When I was a kid in 1947, the word "hype" was not used. Maybe "ballyhoo" was
was more likely or familiar, but both words would certainly apply to Clint "The
Hondo Hurricane" Hartung. At 6'5", 210, he was a Giant in name and team,
and New York saw him as the next Babe Ruth, pitching and also playing 1st and
the outfield. Prodigious homers were expected from the big Texan, adding to
the Giants MLB-leading totals. From "The Sporting News" to the many Dailies of
that era, he was always and everywhere. After 5 years of anticipation, he was
gone - along with almost all the other power hitters on that club. In that career
he was 29-29, with 14 HR, and a batting average well South of .250. We should
be careful about "phenoms", but because a tiny few rise to dominate, we never
are. pwysard@hawaii.rr.com












huztlers
4/22
It is neat to reflect on the future hall of famers; Griffey, Manny and Mays - particularly their initial struggles. The other guys are just guys - not so neat. I was hoping there would be more of the former. Cool idea though.
eamuscatuli15
4/22
Where to begin? This is great. I remember when i was a kid i had a black wiffle ball bat that i put white tape on the handle to make it look like The Kid's bat and i'd hit left handed in the backyard!

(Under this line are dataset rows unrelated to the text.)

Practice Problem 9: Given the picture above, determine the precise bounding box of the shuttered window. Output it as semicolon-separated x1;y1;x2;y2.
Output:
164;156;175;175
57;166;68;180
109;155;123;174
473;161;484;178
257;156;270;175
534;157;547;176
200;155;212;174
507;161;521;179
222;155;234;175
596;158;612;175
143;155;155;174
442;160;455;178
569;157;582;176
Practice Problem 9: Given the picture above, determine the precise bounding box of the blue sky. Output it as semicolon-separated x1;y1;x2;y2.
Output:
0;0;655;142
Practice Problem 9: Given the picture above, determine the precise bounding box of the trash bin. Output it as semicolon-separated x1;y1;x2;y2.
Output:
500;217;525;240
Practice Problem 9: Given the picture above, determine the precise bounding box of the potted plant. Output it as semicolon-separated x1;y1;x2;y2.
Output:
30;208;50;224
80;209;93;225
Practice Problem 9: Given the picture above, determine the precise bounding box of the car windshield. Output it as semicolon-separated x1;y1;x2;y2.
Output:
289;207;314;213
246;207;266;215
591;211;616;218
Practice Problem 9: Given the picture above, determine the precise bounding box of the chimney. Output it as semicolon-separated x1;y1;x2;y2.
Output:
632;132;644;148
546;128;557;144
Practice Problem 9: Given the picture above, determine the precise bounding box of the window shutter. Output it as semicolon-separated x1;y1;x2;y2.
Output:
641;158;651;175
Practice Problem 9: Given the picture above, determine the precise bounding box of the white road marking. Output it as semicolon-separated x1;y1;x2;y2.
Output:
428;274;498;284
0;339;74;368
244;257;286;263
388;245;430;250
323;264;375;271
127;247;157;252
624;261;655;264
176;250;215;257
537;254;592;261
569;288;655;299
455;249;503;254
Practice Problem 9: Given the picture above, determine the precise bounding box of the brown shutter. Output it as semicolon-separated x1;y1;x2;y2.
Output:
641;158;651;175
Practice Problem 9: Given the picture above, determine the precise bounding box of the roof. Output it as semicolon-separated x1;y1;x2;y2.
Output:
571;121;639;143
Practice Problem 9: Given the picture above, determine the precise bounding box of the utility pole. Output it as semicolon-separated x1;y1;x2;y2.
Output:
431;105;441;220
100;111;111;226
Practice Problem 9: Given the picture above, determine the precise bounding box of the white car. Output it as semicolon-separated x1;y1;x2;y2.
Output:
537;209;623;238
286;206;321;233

Pop Fisher to Roy Hobbs - "You're the best goddamn hitter i ever saw".

Good stuff, everyone.
tlowell5
4/22
And to those who decry Rowengartner's lack of maturity, that pitcher did have an enormous posterior.
earlweaver
4/22
Good-bye Mr. Spaldling!
DDriesen
4/22
I remember eagerly awaiting the first start of Stephen Strasburg in 2010, having drafted him in 2009 while still at S.D> State (a 3-year keeper league, NOT a dynasty). He struck out 14 and kept striking out more guys until his arm finally blew up. Still, it was a lot of fun while it lasted.
anderson721
4/22
So, what 5 star prospect did the Cubs call up today?
jnossal
4/24
Roy Hobbs wasn't a prospect, wasn't hyped and WAS fictional. Way to mail it in, Mike.

You too, Matt. At least Mike picked a decent movie.